Standing eight feet tall, it had a face flattened like a disk with blackened eyes and what looked like a tiny hand sprouting from each temple. 

Its head appeared suspended on a stalk attached to a slithering body that I couldn’t fully see, but I heard the slime sliding across the granite floor as it took labored step after step. 

Quite suddenly, it snapped its neck in my direction, allowing me to gaze into the blackness of its eyes. I smashed my eyelids together, so I wouldn’t have to see it anymore. I felt certain it’d seen me through the tiny crack. I waited for it to rip the crypt’s granite top off, exposing Tyler and me to its wrath. 

As I laid there, waiting for my fate, I heard pounding step after step that grew fainter while it walked around the mausoleum, looking for that which it had been promised.

After a long stretch of silence, it screamed in a way I could only describe as unhuman and that sound reverberated across the entire structure that felt like it shook the building to its core. 

I heard more labored steps against the barren granite and then another and another as the echoes grew fainter until – nothing. 

I opened my eyes again to see the fading sky through the mausoleum’s skylight as dusk descended. 

We waited for hours in that crypt, not making a sound.

I pointed up toward the granite slab to Tyler, indicating that I thought it was safe to emerge.

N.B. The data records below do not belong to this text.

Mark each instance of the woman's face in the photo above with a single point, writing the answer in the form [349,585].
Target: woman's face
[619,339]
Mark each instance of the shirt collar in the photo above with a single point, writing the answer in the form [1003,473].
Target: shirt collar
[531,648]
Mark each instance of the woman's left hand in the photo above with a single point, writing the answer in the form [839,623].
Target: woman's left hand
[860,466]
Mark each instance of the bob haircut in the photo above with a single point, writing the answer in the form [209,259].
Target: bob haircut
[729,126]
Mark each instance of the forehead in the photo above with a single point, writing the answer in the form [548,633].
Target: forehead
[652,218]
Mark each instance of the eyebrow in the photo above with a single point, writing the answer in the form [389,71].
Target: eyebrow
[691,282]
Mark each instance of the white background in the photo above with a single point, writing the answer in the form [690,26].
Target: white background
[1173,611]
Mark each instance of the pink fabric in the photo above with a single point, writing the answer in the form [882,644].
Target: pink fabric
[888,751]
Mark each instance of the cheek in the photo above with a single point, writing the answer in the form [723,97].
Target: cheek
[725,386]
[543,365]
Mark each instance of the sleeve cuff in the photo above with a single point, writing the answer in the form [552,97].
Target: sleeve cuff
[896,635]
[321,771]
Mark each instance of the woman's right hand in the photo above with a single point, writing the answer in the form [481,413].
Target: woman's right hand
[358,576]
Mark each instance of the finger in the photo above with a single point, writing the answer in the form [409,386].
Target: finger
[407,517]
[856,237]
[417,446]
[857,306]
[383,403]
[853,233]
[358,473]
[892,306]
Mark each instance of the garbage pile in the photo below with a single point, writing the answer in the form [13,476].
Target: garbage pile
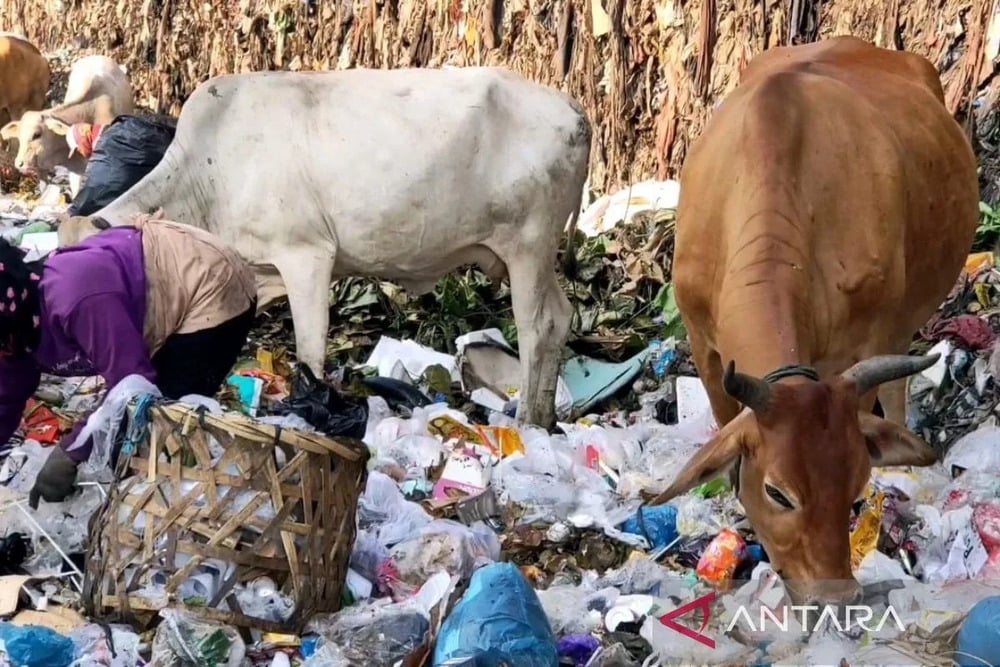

She shook her head from side to side. She had a plan, but what I did not know, so I settled back down again into the putrid grave wax. 

Soon, I heard Bailey’s voice wafting through the air. I sat up, but Tyler pushed me back down and placed her hand over my mouth. 

We heard the clanging of the locks that had imprisoned us with this beast. Then it sounded like Abbot and Bailey entered the crypt together as we listened to Bailey’s high heels clicking against the stone floor. 

Tyler slid over to check her gun as I knew she was ready to roll on both of them in a matter of seconds now that the door was opened. 

But then I heard a woman scream, filling the entire mausoleum, echoing across its barren walls, before choking sounds and the snapping of bones like the cracking of walnuts. I held my hands over my ears, so I wouldn’t have to hear it. 

After the horrid sounds subsided, I listened as the creature stomped back to the alcove and slithered down its hole, followed by the grinding sound of stone as the capstone twisted back into place, covering the hole to its underworld. The beast had received its sacrifice. Apparently, it didn’t matter who. 

We slid the granite top off the crypt and jumped out. 

Abbot laid decapitated with his head completely missing. I turned to my left to find Bailey’s body. 

Her head laid five feet away. The back of her skull had been removed along with most of her brain, but her face remained. 

I knelt, gazing at her face just inches away from mine. 

As I stared into those big, beautiful blue orbs, a single teardrop fell from her eyes.